C'est Félix qui rétorque le premier :
— Bah écoute, comme tu peux le constater, nous étions curieux de visiter les environs. Et rester ainsi enfermés dans un sombre lieu n'est pas très plaisant.
Par pure précaution, je tourne la tête de gauche à droite, pour m'assurer que personne ne nous ait suivis.
— Très bien. Le seul problème, c'est que les dragons ne sont pas censées exister. Encore, Oxorion ne présente aucune particularité physique hors du commun. C'est un cheval comme les autres. Mais toi, Félix... si quelqu'un venait à découvrir ton existence, on ne serait pas dans la mouise !
Le vent se fait très doux par rapport à ce matin. De ce fait, des pas se font entendre. Merde !
— Vite ! Partez ! Quelqu'un arrive !
Je fais de grands gestes pour leur faire peur. Ils s'éxécutent sans broncher, se cachant derrière le muret qui mène chez la maison de mes grands-parents et celle de Sarah.
Par tout hasard, Robin arrive, muni de son sweet blanc et son pantalon noir.
— Tu parles toute seule ?
— Tu ne le savais pas, depuis le temps ?
Mon innocence ainsi que mon répondant lui en bouchent un coin. Bien fait !
— Si... malheureusement... non sérieusement.
S'il croit que je vais lui dire que je parlais à un dragon et un cheval, il peut se mettre le doigt dans l'œil.
— J'ai pas le droit d'avoir des amis imaginaires ?
En partant, je me retourne pour lui adresser un clin d'œil. En guise de réponse, il fronce les sourcils. Je sais qu'il ne me croit pas, je le sais. C'est évident. Mais pour rien au monde, je ne lui révélerai. Même sous la torture. Surtout, que cachés derrière le muret, Oxorion et Félix n'ont pas raté une miette de notre discussion...
Après cette entrevue chargée en émotions, j'ai décidée de m'asseoir sur les marches, au seuil de la porte de chez mamie et attendre, perdue dans mes pensées. Félix et Oxorion finissent par me rejoindre au pas. Oxorion comprend très vite ce que je voulais dire... avant même que j'en place une.
— Si c'est ça qui t'inquiète, non, personne ne nous a vus.

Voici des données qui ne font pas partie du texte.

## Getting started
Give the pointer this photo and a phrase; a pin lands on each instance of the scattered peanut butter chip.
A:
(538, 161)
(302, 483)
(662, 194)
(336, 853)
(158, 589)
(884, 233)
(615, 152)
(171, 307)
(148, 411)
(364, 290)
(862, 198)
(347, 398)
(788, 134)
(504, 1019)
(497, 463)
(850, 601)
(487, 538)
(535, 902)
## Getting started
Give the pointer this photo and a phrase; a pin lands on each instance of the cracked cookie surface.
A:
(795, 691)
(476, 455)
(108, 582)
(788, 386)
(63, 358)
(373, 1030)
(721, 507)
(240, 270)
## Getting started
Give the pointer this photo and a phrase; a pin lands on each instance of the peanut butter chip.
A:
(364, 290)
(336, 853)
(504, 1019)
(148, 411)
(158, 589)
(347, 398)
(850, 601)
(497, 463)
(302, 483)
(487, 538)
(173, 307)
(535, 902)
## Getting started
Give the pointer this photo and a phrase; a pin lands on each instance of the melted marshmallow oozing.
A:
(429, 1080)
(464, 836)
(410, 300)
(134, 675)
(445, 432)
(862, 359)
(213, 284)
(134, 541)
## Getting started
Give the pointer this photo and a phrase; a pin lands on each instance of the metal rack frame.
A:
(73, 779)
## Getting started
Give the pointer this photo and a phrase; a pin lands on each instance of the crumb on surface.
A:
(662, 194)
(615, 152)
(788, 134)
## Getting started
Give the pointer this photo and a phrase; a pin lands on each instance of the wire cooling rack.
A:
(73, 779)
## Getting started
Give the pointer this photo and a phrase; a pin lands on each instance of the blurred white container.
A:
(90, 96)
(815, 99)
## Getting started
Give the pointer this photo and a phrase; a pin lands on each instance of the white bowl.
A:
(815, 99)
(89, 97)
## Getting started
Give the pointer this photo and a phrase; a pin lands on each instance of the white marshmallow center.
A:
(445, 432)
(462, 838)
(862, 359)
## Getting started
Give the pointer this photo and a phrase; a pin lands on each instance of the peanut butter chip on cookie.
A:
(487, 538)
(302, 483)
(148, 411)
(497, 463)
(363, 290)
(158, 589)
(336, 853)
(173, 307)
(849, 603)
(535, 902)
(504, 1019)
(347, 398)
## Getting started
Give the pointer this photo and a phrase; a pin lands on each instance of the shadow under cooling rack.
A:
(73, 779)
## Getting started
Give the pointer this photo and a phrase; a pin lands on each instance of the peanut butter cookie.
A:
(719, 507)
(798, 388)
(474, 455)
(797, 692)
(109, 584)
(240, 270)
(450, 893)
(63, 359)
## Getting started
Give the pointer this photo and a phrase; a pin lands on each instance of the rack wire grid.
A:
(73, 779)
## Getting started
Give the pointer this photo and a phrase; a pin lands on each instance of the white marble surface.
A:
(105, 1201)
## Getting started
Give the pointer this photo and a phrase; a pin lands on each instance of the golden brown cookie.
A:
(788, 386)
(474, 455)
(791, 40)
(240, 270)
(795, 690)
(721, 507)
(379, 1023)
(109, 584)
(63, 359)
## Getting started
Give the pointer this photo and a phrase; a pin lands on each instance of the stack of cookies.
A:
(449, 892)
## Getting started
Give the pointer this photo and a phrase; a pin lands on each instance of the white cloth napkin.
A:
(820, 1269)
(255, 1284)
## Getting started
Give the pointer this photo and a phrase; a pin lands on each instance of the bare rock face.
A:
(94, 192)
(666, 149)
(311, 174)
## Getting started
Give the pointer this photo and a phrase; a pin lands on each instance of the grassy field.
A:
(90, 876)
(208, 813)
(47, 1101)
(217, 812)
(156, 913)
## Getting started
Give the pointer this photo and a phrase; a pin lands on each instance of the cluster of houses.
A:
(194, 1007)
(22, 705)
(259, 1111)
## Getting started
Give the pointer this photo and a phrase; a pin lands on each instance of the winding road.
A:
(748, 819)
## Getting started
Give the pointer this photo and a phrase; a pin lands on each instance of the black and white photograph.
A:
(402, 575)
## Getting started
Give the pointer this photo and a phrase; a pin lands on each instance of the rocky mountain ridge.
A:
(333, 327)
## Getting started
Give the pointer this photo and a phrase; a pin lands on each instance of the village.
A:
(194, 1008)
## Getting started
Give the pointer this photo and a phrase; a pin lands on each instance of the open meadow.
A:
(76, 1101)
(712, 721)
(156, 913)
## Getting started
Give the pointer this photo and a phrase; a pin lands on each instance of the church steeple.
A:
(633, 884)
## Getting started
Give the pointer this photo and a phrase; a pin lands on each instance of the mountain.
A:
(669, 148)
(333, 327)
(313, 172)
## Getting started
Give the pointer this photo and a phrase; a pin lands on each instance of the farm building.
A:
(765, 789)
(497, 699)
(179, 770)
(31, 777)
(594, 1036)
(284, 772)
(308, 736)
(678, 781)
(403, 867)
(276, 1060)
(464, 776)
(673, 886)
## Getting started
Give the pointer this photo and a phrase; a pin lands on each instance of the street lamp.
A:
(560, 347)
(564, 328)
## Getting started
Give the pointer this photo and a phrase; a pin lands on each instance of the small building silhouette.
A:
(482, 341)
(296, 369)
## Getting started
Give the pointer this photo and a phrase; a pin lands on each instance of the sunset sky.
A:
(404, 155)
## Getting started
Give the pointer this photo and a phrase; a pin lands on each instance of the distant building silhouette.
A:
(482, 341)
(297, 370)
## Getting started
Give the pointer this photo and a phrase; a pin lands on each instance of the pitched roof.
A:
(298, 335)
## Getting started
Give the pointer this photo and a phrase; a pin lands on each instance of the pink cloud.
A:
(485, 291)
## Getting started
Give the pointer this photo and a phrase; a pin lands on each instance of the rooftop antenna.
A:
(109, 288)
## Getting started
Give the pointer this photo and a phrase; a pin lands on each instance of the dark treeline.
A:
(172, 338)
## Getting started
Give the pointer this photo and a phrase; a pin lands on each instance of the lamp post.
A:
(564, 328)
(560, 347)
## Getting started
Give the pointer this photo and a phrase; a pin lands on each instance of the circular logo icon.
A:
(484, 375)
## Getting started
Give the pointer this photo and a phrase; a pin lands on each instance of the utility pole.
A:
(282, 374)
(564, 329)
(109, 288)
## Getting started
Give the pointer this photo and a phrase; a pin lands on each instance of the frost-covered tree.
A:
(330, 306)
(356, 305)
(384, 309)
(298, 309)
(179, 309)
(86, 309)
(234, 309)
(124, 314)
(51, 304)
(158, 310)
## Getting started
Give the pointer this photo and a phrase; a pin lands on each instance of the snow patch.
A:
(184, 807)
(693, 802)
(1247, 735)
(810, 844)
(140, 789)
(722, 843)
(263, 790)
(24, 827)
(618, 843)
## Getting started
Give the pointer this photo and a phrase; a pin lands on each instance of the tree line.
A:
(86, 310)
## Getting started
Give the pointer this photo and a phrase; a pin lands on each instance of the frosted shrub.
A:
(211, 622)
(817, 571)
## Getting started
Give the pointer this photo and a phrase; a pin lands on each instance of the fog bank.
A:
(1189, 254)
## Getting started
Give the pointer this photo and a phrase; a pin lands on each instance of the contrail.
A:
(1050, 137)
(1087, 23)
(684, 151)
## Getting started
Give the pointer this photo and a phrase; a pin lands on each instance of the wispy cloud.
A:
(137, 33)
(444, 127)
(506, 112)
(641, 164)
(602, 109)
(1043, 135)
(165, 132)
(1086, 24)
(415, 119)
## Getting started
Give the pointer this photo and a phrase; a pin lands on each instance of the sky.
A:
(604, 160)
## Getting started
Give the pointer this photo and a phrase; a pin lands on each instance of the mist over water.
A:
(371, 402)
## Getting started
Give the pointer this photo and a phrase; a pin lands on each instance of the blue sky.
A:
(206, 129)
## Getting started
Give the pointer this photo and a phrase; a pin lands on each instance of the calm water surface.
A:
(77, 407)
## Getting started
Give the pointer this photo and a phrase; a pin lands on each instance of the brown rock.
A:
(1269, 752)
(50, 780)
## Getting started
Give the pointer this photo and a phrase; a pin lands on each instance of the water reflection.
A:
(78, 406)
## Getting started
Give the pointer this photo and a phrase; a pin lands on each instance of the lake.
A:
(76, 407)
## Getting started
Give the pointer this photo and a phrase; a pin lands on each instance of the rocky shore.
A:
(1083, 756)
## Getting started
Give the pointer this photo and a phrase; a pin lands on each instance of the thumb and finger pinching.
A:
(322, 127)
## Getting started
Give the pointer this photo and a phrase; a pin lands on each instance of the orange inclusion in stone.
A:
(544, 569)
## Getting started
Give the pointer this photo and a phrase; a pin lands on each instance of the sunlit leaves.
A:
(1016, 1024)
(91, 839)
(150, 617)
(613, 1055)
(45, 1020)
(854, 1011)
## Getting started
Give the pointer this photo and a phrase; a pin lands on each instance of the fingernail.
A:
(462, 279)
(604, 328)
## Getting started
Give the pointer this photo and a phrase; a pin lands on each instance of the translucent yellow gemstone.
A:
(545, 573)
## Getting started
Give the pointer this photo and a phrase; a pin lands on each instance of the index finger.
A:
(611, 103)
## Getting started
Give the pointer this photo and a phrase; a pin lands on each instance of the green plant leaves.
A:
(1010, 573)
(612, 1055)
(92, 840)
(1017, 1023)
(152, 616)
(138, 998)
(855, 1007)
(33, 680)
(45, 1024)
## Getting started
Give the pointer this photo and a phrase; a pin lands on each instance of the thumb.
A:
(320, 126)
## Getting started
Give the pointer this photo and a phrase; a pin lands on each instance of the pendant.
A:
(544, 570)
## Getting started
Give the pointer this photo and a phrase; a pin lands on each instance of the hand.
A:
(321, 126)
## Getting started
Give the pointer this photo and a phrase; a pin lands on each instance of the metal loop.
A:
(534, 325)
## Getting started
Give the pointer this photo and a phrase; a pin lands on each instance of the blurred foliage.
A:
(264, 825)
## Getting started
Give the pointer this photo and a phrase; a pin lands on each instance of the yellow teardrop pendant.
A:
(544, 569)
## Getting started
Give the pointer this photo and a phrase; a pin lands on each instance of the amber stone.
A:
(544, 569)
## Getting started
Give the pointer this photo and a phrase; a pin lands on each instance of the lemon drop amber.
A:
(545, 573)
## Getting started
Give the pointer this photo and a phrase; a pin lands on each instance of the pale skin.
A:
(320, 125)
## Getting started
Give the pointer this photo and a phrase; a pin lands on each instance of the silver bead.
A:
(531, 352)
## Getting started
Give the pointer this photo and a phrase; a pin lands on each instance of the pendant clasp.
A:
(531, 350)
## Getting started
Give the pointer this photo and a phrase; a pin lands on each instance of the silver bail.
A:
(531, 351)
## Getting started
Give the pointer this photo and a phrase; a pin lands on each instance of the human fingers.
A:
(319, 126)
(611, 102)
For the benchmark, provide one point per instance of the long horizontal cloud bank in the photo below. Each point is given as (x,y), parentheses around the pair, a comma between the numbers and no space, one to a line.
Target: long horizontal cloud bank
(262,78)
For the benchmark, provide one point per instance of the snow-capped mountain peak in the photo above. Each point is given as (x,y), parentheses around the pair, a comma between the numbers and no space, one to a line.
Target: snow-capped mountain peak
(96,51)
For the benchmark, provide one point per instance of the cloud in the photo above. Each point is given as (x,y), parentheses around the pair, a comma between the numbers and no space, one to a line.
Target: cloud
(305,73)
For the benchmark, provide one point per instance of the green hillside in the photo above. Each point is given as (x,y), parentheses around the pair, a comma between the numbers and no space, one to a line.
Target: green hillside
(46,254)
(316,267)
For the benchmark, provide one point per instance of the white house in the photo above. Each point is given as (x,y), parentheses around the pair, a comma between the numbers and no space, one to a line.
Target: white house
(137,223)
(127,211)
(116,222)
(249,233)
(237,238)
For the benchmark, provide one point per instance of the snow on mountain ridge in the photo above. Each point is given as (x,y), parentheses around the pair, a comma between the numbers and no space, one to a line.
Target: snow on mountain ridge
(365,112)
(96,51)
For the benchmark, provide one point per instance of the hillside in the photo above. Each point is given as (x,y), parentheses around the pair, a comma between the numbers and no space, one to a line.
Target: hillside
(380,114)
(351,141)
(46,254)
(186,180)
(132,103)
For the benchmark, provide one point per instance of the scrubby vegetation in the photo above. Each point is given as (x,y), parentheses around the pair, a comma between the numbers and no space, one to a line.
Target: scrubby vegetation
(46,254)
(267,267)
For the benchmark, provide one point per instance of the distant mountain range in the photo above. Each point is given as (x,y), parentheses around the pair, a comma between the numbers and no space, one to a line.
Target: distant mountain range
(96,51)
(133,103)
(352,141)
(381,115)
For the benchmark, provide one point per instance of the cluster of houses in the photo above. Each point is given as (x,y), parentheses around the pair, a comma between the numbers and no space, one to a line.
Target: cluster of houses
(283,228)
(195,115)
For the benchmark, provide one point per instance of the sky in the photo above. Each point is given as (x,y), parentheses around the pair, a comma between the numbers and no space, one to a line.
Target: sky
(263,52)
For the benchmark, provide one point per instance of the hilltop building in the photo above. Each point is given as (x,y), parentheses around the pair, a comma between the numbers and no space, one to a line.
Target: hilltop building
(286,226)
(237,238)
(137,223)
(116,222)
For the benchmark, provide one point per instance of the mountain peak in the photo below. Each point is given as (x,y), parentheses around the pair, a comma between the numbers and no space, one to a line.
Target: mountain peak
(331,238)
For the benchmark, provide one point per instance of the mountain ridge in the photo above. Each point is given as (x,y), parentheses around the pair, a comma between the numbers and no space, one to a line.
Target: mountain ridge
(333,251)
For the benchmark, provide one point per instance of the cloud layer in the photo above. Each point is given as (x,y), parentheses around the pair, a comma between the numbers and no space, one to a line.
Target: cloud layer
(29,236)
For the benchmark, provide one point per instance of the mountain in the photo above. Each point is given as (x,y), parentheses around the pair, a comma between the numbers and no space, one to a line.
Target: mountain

Et fort heureusement.
Je souffle de soulagement, mais également de désespoir.
— Robin a tout vu... je le sens.
Félix répond calmement :
— S'il te connait bien — ou du moins, il le pense — il sera loin de se douter de toute cette ménagerie.
— Je l'espère.
Le silence est d'or. Seul le bruissement des feuilles vient s'ajouter.
— Vous êtes inconscients ! À une minute près et vous auriez pu vous faire remarquer !
Je peux voir Oxorion lever les yeux au ciel.
— Tu nous prends pour des débutants ? On a un minimum d'expérience dans le domaine, ma chère Roxane. La discrétion, c'est mon fort. Ne t'en fais pas.
— Je l'espère bien..., Rajouté-je dans un souffle.